GA3-69

The clinical implications of pulse oximeter sensor accuracy in the sleep laboratory

Twite M, Ing R, Boucharel W
University of Colorado, Aurora, CO, USA

Introduction
Pulse oximetry is a core monitoring modality in medicine. Aoyagi first described its use in 1974(1) and since then it has become widely accepted as a standard of care monitor in hospital medicine. However, recent clinical observations of large differences in pulse oximetry readings on the same patient with different sensors has raised questions of accuracy.(2)
Background
Children with sleep-disordered breathing often undergo a sleep study to help establish a diagnosis and determine therapeutic options which may include; supplemental oxygen therapy, non-invasive respiratory support, and tonsillectomy. A sleep study involves multi-modality monitoring including pulse oximetry. The sleep laboratory at our hospital uses two different pulse oximeter sensors to measure peripheral oxygen saturations (SpO2). Often, these sensors will provide different readings that make it very difficult to interpret the sleep study data.
One source of inaccuracy may be related to the pulse oximeter sensor itself.
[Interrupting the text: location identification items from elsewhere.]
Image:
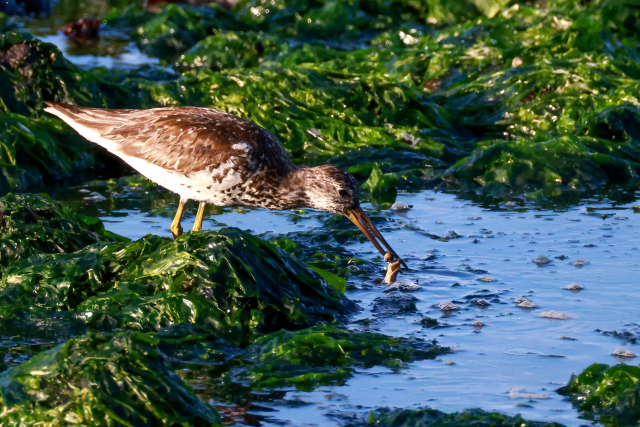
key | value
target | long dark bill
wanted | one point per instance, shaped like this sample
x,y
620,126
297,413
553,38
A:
x,y
362,221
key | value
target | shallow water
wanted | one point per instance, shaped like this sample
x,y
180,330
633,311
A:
x,y
113,49
516,361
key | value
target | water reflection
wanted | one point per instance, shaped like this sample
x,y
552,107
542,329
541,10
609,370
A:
x,y
507,357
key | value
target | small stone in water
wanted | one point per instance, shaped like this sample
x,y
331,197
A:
x,y
95,197
516,62
402,285
480,302
447,306
525,303
400,206
542,260
520,393
553,314
623,352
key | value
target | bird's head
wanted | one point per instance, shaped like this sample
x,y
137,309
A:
x,y
331,189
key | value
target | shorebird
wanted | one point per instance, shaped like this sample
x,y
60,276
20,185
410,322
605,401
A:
x,y
217,158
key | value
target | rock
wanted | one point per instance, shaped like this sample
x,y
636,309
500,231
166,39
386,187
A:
x,y
516,62
481,302
97,377
579,263
554,315
520,393
623,352
402,285
525,303
447,306
542,260
400,206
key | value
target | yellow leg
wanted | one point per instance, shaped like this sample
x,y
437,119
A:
x,y
197,226
176,228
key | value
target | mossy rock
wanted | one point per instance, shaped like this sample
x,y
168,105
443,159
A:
x,y
325,355
608,394
431,417
32,72
97,380
227,280
34,224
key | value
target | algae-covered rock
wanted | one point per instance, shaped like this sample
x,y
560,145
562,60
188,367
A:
x,y
227,280
32,72
610,394
229,50
36,151
39,150
431,417
324,355
96,380
34,224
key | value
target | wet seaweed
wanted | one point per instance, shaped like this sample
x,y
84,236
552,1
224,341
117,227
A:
x,y
608,394
31,225
97,380
227,280
424,417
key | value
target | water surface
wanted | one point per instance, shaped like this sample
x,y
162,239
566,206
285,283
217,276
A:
x,y
512,364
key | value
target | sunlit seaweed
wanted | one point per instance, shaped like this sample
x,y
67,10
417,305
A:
x,y
608,394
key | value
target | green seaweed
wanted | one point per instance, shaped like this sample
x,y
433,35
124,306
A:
x,y
504,97
32,72
227,280
34,224
430,417
37,151
324,355
98,380
608,394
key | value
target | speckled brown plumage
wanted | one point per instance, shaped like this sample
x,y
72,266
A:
x,y
218,158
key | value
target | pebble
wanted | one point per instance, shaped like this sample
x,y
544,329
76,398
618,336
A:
x,y
520,393
516,62
95,197
525,303
481,302
447,306
553,314
542,260
402,285
400,206
623,352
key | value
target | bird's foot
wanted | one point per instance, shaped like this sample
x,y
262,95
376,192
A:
x,y
392,270
176,231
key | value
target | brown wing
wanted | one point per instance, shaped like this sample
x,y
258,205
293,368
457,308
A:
x,y
185,139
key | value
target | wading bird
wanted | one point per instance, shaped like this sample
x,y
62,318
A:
x,y
218,158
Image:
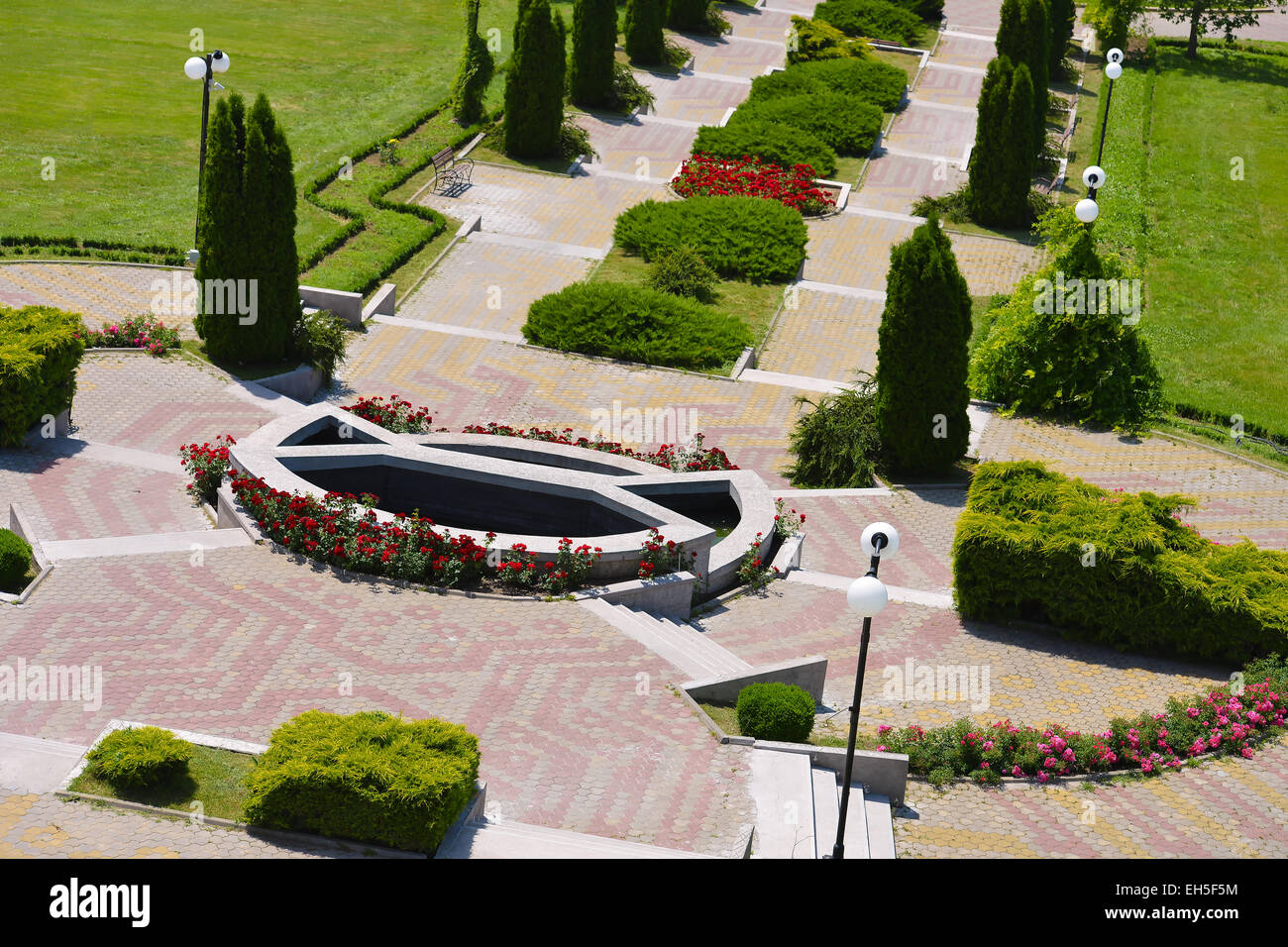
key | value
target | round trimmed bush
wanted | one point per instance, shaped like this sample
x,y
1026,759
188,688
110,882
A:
x,y
682,272
769,141
14,560
866,80
140,757
776,711
844,125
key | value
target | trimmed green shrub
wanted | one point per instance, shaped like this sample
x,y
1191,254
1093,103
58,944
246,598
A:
x,y
877,20
776,711
591,78
1117,569
812,39
769,141
751,237
535,84
1064,344
476,72
644,40
635,324
39,352
137,758
14,561
921,356
841,124
1024,37
368,776
866,80
682,272
836,445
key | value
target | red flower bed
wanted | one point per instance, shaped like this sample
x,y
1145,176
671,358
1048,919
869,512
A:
x,y
794,187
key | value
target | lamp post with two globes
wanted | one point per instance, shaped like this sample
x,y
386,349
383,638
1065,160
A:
x,y
867,596
204,67
1087,210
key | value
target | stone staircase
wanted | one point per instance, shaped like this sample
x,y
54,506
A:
x,y
679,643
503,839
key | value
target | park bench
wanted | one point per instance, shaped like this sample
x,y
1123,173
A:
x,y
450,172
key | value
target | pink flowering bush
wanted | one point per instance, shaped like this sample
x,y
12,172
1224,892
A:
x,y
1228,720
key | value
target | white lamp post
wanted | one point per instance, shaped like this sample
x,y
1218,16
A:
x,y
867,596
204,67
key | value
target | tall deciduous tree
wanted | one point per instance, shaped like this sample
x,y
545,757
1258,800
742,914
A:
x,y
593,40
643,29
535,84
476,72
921,356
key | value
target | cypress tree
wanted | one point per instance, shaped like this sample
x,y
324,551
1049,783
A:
x,y
1024,37
992,154
476,72
1014,193
644,40
535,82
593,40
921,371
222,234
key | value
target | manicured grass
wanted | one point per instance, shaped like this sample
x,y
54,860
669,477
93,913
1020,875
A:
x,y
754,304
1211,247
214,777
101,89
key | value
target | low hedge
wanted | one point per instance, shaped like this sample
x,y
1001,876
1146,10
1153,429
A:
x,y
369,777
1116,569
876,20
14,561
635,324
40,348
137,758
776,711
737,236
837,121
774,142
861,78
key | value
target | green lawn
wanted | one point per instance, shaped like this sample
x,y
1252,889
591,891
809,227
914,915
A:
x,y
1211,247
217,779
99,88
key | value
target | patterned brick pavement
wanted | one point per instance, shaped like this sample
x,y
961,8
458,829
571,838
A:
x,y
248,639
1228,808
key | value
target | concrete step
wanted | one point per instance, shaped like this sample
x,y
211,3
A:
x,y
781,788
487,839
827,815
880,826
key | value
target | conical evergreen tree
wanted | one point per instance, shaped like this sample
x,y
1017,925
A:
x,y
644,40
476,72
593,42
921,394
993,154
535,84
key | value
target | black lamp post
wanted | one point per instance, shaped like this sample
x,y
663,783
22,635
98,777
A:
x,y
1087,210
204,67
867,596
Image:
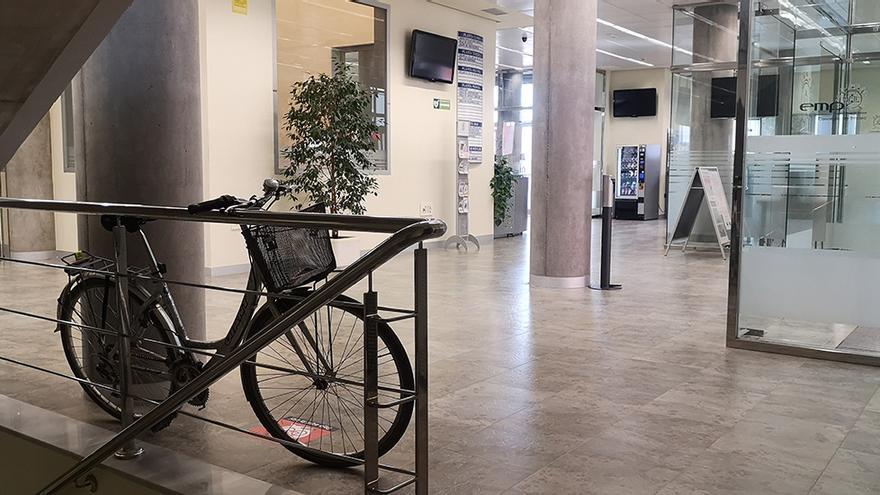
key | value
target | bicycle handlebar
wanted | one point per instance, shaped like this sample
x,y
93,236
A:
x,y
220,203
271,190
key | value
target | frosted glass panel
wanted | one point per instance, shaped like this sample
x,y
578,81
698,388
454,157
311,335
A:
x,y
811,242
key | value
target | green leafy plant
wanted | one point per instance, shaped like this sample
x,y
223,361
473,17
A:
x,y
332,134
502,188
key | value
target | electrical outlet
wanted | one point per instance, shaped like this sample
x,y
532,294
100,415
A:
x,y
426,209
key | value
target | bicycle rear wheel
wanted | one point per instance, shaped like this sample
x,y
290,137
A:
x,y
92,352
318,403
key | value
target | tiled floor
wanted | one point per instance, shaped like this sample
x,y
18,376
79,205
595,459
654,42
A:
x,y
547,391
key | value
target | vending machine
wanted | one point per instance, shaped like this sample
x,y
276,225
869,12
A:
x,y
638,182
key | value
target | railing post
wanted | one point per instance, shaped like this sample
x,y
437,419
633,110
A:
x,y
371,389
421,355
123,344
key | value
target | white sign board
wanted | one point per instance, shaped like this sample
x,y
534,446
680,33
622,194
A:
x,y
705,188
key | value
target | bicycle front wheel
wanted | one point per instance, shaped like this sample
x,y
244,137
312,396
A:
x,y
307,386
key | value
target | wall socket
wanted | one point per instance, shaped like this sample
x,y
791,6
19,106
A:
x,y
426,209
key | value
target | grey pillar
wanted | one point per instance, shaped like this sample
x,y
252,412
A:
x,y
715,38
141,117
29,175
565,79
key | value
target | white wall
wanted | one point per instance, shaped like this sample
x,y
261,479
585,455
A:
x,y
642,130
237,113
238,120
63,184
422,140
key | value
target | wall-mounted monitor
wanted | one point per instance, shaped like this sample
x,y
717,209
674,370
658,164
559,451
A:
x,y
433,57
723,104
635,102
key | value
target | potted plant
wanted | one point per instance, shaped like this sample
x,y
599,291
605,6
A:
x,y
502,185
332,134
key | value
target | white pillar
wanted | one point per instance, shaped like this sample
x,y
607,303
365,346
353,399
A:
x,y
562,175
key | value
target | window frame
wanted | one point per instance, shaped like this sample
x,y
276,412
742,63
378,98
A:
x,y
388,63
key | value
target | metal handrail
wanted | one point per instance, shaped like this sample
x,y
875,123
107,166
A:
x,y
353,223
405,233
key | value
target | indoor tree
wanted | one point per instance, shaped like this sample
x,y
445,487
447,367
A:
x,y
332,134
502,185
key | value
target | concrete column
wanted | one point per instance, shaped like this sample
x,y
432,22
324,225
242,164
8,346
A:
x,y
715,38
140,105
29,175
565,80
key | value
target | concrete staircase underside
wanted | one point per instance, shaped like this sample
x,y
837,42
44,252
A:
x,y
43,43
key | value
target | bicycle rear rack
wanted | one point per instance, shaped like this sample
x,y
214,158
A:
x,y
405,232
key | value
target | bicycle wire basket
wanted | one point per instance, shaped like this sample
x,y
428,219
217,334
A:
x,y
290,257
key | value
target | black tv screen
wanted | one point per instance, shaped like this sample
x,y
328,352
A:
x,y
433,57
635,102
723,104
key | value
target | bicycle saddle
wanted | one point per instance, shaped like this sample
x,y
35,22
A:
x,y
131,224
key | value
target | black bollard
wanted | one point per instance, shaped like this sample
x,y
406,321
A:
x,y
607,218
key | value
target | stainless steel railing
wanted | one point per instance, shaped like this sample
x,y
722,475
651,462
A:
x,y
405,232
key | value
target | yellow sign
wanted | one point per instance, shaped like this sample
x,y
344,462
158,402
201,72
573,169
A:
x,y
239,7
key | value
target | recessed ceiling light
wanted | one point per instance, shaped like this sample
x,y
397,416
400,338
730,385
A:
x,y
621,57
643,36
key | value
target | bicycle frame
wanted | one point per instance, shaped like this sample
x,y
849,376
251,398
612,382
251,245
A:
x,y
240,326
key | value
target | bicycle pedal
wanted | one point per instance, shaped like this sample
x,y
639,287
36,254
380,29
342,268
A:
x,y
165,423
201,400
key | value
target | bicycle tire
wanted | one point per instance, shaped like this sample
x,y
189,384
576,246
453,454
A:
x,y
271,422
159,330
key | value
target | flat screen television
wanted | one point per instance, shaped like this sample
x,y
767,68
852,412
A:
x,y
723,104
635,102
433,57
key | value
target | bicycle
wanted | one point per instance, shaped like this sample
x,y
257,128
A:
x,y
314,374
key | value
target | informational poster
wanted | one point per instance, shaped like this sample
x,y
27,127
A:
x,y
471,67
442,104
239,7
705,188
508,135
715,195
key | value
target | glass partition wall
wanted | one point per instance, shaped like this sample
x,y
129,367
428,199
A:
x,y
806,240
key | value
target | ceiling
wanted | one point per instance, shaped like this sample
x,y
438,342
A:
x,y
617,49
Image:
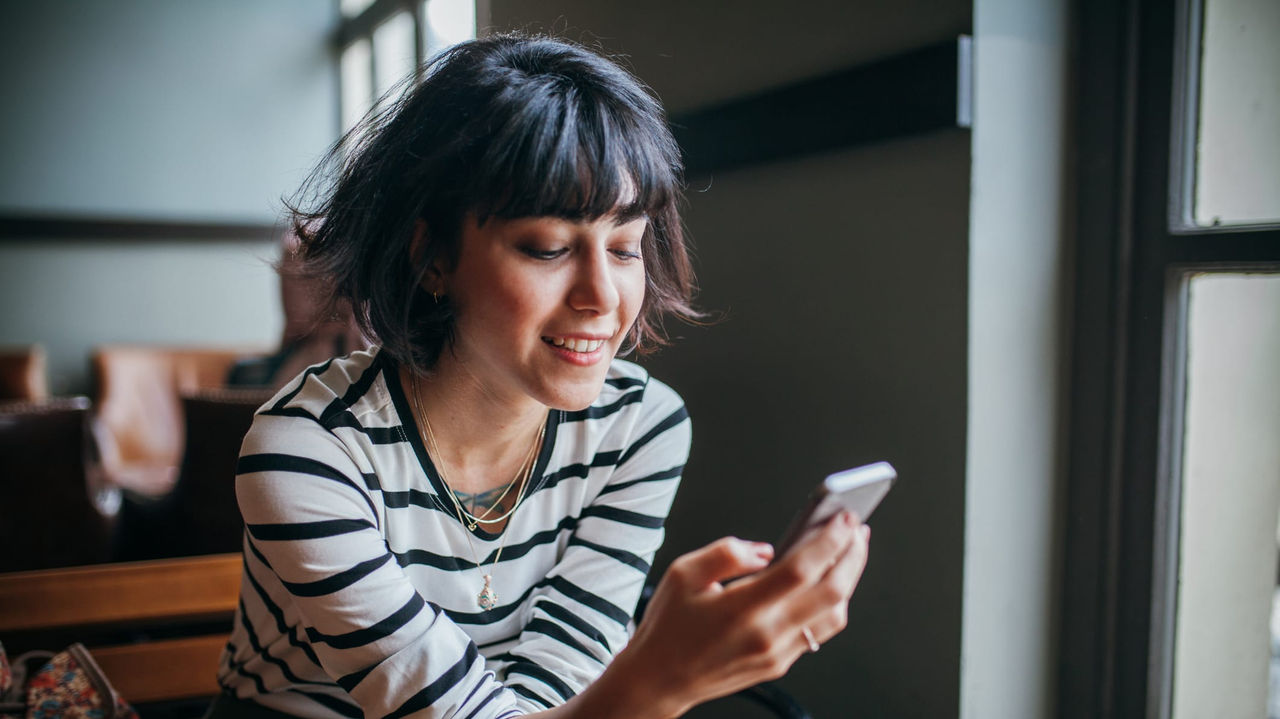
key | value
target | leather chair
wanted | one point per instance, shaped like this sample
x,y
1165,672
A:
x,y
138,415
23,374
200,516
48,477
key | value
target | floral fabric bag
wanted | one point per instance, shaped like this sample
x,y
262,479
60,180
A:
x,y
68,683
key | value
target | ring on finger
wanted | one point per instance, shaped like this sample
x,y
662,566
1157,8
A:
x,y
808,637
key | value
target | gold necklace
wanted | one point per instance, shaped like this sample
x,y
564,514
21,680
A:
x,y
488,598
524,471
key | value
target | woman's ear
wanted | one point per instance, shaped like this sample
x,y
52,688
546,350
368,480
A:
x,y
430,278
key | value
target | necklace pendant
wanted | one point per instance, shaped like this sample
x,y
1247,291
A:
x,y
487,599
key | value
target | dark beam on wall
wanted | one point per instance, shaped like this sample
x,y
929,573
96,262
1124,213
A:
x,y
920,91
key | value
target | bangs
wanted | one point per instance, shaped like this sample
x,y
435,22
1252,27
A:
x,y
572,156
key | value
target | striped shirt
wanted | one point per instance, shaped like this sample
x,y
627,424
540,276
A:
x,y
359,594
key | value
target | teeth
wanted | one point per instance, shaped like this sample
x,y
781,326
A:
x,y
584,346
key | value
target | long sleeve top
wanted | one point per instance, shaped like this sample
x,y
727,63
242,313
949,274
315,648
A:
x,y
360,584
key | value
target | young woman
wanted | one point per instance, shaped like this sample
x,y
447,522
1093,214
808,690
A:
x,y
458,522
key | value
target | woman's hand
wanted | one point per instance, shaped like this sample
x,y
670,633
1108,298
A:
x,y
703,639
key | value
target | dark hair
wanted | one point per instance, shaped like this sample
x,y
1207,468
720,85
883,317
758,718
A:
x,y
503,127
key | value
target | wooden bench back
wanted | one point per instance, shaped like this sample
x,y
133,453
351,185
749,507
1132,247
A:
x,y
135,596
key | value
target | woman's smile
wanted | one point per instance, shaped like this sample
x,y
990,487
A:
x,y
543,305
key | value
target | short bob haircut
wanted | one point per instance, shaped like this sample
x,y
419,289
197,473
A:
x,y
503,127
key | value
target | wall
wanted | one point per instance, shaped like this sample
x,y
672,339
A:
x,y
1015,358
844,284
147,109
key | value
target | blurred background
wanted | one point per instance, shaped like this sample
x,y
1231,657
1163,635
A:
x,y
960,236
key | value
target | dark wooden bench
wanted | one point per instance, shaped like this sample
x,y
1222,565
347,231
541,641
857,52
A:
x,y
147,601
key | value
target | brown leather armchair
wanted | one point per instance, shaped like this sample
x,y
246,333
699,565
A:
x,y
138,418
23,374
49,514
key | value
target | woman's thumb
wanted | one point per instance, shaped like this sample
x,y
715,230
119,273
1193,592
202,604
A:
x,y
723,559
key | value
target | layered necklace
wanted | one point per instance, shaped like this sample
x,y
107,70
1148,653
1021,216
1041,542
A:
x,y
488,596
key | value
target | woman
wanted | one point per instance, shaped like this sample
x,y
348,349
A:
x,y
460,521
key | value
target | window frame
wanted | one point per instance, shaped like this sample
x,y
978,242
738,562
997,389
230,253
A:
x,y
1136,88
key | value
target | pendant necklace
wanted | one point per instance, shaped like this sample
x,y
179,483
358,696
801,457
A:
x,y
488,596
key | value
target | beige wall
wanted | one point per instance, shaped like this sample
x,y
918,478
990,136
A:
x,y
146,109
844,283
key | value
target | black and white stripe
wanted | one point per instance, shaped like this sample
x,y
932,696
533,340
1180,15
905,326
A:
x,y
360,585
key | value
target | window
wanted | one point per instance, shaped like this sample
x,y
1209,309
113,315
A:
x,y
1174,479
382,42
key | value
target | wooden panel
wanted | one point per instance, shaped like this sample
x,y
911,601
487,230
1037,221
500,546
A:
x,y
109,594
164,669
920,91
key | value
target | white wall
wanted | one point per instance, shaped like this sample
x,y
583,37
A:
x,y
149,109
1015,348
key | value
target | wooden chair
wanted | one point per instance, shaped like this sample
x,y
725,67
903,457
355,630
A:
x,y
49,489
138,412
23,374
140,600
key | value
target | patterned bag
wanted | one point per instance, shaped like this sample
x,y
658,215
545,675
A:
x,y
68,683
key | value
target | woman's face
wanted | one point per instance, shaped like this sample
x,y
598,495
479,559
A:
x,y
543,305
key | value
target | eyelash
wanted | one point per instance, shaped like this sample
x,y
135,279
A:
x,y
547,255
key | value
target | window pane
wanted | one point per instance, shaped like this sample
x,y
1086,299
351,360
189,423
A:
x,y
357,82
1238,154
393,51
448,22
1225,654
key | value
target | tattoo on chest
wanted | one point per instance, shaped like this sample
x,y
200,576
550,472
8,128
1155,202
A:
x,y
480,503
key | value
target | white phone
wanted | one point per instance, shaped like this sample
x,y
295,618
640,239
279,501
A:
x,y
858,490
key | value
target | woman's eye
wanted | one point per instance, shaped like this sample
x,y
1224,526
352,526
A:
x,y
543,253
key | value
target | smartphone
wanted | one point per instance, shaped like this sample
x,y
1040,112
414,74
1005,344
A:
x,y
858,490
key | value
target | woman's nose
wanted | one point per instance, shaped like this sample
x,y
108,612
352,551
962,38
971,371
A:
x,y
594,288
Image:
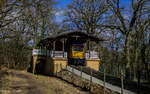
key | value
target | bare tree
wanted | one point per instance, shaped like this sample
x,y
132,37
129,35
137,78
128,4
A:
x,y
86,15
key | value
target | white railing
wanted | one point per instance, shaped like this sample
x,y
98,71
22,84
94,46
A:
x,y
58,54
92,55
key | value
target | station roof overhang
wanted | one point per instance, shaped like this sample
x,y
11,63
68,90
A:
x,y
66,35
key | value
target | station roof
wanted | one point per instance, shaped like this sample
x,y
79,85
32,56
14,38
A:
x,y
66,35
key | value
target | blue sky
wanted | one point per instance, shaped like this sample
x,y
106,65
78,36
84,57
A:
x,y
63,4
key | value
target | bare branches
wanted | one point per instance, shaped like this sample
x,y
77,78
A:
x,y
86,15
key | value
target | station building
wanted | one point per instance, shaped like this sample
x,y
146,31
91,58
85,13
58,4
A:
x,y
53,53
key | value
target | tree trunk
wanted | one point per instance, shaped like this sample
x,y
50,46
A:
x,y
127,55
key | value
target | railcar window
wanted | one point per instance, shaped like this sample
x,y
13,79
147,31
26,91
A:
x,y
78,49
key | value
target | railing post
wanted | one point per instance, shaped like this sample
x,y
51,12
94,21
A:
x,y
81,75
91,81
72,75
61,70
89,48
63,48
122,85
53,48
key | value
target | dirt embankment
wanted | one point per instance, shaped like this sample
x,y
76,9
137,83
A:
x,y
21,82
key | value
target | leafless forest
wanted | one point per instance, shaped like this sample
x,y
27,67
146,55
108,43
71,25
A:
x,y
125,29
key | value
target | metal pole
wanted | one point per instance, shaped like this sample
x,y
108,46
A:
x,y
122,85
104,79
91,81
81,75
72,75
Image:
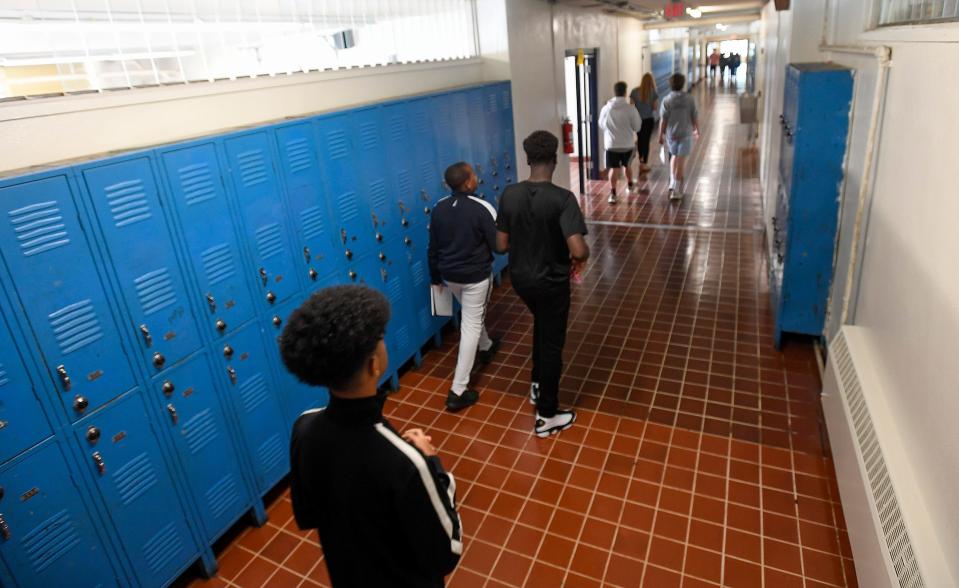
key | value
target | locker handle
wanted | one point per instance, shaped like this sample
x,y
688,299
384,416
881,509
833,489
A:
x,y
98,460
147,337
64,378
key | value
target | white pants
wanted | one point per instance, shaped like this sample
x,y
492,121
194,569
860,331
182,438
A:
x,y
473,298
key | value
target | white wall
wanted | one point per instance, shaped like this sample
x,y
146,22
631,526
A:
x,y
41,132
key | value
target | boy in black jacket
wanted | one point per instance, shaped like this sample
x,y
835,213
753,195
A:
x,y
383,505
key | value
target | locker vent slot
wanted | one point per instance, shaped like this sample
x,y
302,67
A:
x,y
298,155
271,453
218,264
252,167
39,227
347,206
75,326
50,540
196,181
128,202
312,222
135,478
222,495
200,431
253,393
155,291
337,144
404,182
162,548
269,240
378,196
368,136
Pulse oximeter sensors use two light emitting diodes (LEDs) of specific and differing wavelength (660 and 940 nm) to measure the combined absorption of oxyhemoglobin and deoxyhemoglobin. The ratio of absorption at these two wavelengths is called the R-value, and is compared with R-values stored in the pulse oximeter monitor. Should the wavelength of the light emitted by one or both LEDs alter, the degree of absorption will alter and the R-value will change. At lower saturations, the SpO2 error will be greater as the absorption of reduced hemoglobin is much more sensitive to wavelength errors. The Lightman® (The Electrode Co. Ltd, Monmouthshire, UK) is a portable microspectrophotmeter that uses an internal diode-array to measure the exact emission spectra of the LEDs in pulse oximeter sensors. (3)
Hypothesis
The pulse oximeter sensors being used for sleep studies have varying accuracy due to the quality of the LEDs.
Method
This IRB approved, prospective study collected 50 paired sensors (Nelcor and Masimo) after they had been used for a sleep study. The sensors were then analyzed using The Lightman®, to determine their accuracy and the bias of every sensor at differing SpO2 values.
Results
Figure 1 shows the considerable range in the accuracy of the sensors analyzed.
Conclusion
The data presented here shows that pulse oximetry may not always be an accurate measure of SpO2 and this could lead to inappropriate therapeutic decisions being made. Further study is needed to understand the extent of this issue.

Refs
1. Severinghaus JW. Aoyagi T: Discovery of pulse oximetry. Anesth Analg. 2007;105
2. Ross PA et al. Accuracy of pulse oximetry in children. Pediatrics. 2014;133:22-9.
3. Milner QJ, Mathews GR. An assessment of the accuracy of pulse oximeters. Anaesthesia. 2012;67:396-401.